Where there is success, there is snark. Putting people down can, albeit transiently, boost your self-worth. As the media professional puts it: “I watch videos of people I hate to reassure myself that I am better, more thoughtful and ironically detached from the altar of social media.”
As a social-media enthusiast, I live in fear of hate follows, yet some see it as a perk. “Thousands of people hate-follow me,” says the journalist Milo Yiannopoulos of his controversial Twitter timeline. “I find it hugely satisfying. People find me too funny and fascinating to deny themselves the pleasure. Even my enemies can’t help themselves.”
Hate-following is the social-media incarnation of whispering behind someone’s back (everyone who sent me anecdotes requested anonymity). It is mostly passive and silent, but sometimes it can be clamorous, such as the comments under the stylist Chloe Bartoli’s pictures after she was seen enjoying a PDA with Scott Disick, Kourtney Kardashian’s ex. However, according to the aforementioned young mum, you have to have limits: “I’d never comment or tag.”

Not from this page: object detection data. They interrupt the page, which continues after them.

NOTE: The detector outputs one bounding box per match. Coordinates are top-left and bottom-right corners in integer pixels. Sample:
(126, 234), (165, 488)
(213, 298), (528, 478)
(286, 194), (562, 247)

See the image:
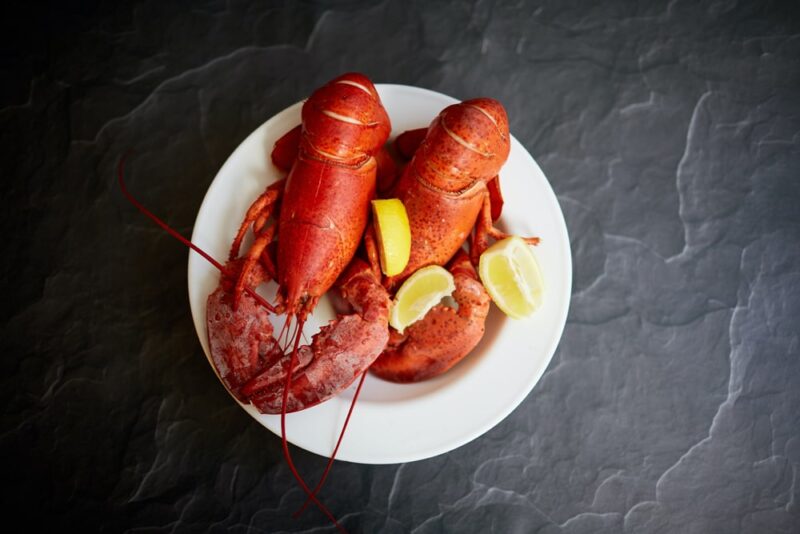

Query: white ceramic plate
(188, 84), (572, 464)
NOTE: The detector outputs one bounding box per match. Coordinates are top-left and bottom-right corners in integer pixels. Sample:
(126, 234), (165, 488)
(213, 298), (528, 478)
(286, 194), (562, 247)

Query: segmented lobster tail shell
(409, 98), (511, 193)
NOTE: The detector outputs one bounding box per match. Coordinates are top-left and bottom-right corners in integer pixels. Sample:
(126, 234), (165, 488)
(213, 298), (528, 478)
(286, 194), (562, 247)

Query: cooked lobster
(368, 98), (539, 382)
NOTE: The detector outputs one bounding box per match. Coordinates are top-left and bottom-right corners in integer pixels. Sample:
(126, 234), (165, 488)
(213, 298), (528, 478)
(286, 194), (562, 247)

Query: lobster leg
(248, 259), (390, 413)
(272, 125), (303, 173)
(469, 194), (540, 265)
(486, 175), (503, 221)
(370, 250), (490, 382)
(228, 178), (286, 260)
(364, 221), (382, 280)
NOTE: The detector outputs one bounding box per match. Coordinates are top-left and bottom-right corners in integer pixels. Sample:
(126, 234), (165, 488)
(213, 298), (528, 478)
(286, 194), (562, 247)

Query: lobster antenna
(292, 371), (367, 519)
(117, 151), (275, 313)
(281, 316), (347, 534)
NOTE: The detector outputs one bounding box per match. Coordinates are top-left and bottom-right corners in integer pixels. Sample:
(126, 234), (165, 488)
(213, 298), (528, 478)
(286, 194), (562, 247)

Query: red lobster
(207, 73), (391, 413)
(368, 98), (539, 382)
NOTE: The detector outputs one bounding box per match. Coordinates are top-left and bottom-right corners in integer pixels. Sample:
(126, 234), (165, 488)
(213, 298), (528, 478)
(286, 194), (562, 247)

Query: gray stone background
(0, 0), (800, 534)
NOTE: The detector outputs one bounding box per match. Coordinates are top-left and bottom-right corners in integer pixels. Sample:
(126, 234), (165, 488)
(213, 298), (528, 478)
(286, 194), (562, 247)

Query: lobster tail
(409, 98), (511, 193)
(300, 73), (391, 165)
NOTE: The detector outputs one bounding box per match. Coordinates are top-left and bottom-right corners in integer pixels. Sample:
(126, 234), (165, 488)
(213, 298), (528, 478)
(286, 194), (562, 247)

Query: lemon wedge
(389, 265), (456, 334)
(478, 236), (544, 319)
(372, 198), (411, 276)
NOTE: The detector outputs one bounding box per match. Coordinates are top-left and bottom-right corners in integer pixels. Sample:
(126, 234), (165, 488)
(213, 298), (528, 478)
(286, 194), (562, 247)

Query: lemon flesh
(478, 236), (544, 319)
(372, 198), (411, 276)
(389, 265), (456, 333)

Judging someone through the lens of their own social-media curation could be bad for you, too. Sinclair warns that the constant comparison with other peoples’ lives can intensify feelings of low self-worth and segue into depression. As one colleague says: “I feel a bit crap afterwards. I know it isn’t good for me.”
“Rather than hate-following, I would suggest you cleanse and purge yourself of such accounts, before restoring your faith in the world with a video of a chihuahua,” ne friend advises. The male media professional concludes: “Who is lamer, the person detailing their eating habits on YouTube or the person watching those videos for kicks?”
Perhaps the answer is a karmic one: feel free to hate-follow if you yourself don’t mind being hate-followed. Sound fair?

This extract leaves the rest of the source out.